Une jurisprudence protectrice du vendeur

Cet arrêt du 11 décembre 2019 s’inscrit dans la continuité d’une jurisprudence protectrice du vendeur, qui a déjà considéré à plusieurs reprises que l’obligation de conseil d’un agent immobilier s’étendait à la vérification de la solvabilité de l’acquéreur. L’agent immobilier ne peut par exemple présumer de celle-ci au seul motif que l’acquéreur ait recours au crédit (Cass. Civ III : 19.1.88, n°86-11829). Il est en outre responsable du préjudice subi par un vendeur lorsque la vente est devenue caduque du fait de la non réalisation de la condition suspensive et dont le bien a été immobilisé pendant un an, lorsqu’il n’a pas effectué de recherches sur la situation financière de l’acquéreur, qui lui aurait permis de constater qu’il ne pouvait obtenir le prêt nécessaire (CA Rouen : 13.6.01, n°99-04632). Enfin, l’agent est responsable à l’égard du vendeur d’un chèque payé sans provision par l’acquéreur (Cass. Civ I : 25.11.97, n°96-12325).

“Toutefois, l’obligation de conseil de l’agent immobilier est une obligation de moyens et non une obligation de résultats, modère l’Agence nationale pour l’information sur le logement (Anil). Le professionnel doit donc mettre en œuvre tous les moyens possibles pour réaliser la prestation à laquelle il s’est engagé, sans obligation de résultat.
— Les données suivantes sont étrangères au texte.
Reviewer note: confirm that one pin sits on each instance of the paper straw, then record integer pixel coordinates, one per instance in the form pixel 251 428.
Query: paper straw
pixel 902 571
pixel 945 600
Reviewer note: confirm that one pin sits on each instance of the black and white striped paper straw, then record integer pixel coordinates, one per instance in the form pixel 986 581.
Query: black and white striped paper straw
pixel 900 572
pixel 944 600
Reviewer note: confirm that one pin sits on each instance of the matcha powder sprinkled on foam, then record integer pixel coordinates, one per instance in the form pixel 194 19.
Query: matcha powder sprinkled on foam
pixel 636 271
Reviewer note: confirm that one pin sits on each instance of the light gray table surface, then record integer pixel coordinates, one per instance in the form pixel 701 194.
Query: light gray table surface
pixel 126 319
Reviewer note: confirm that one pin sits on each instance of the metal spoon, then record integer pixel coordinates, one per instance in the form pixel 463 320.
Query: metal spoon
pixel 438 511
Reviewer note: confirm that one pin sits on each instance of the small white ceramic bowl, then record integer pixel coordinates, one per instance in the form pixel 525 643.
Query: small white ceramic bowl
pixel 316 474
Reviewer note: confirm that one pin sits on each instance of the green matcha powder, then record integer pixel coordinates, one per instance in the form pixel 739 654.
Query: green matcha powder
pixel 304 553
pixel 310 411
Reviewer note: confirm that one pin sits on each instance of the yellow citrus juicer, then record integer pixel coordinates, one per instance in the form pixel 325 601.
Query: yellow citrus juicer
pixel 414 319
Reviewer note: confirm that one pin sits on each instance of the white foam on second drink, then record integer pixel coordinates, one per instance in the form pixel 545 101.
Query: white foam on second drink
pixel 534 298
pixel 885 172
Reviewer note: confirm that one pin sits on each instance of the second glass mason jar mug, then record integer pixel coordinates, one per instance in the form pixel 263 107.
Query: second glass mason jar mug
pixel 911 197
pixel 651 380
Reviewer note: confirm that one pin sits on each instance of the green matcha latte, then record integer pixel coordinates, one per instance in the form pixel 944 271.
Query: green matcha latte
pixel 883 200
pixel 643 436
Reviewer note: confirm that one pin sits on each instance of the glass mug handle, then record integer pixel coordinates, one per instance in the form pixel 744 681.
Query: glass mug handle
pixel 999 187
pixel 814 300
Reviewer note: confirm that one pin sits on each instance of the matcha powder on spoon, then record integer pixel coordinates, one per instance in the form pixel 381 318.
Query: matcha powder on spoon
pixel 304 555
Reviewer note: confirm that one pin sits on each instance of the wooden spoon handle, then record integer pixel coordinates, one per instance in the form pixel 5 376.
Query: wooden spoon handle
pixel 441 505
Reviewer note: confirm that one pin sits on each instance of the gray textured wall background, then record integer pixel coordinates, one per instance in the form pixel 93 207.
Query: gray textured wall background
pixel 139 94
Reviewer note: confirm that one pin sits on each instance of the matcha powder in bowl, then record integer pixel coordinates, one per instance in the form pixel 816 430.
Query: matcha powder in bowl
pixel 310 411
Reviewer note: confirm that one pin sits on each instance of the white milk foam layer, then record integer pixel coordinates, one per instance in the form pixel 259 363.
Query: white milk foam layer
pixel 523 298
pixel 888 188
L’obligation de conseil est appréciée au cas par cas en fonction des circonstances, de la volonté, de la situation et des connaissances des parties.” La responsabilité de l’agent immobilier envers son mandant vendeur en cas de refus de prêt à l’acquéreur n’est donc, par exemple, pas automatique (CA Montpellier : 20.9.11, n°10.1737).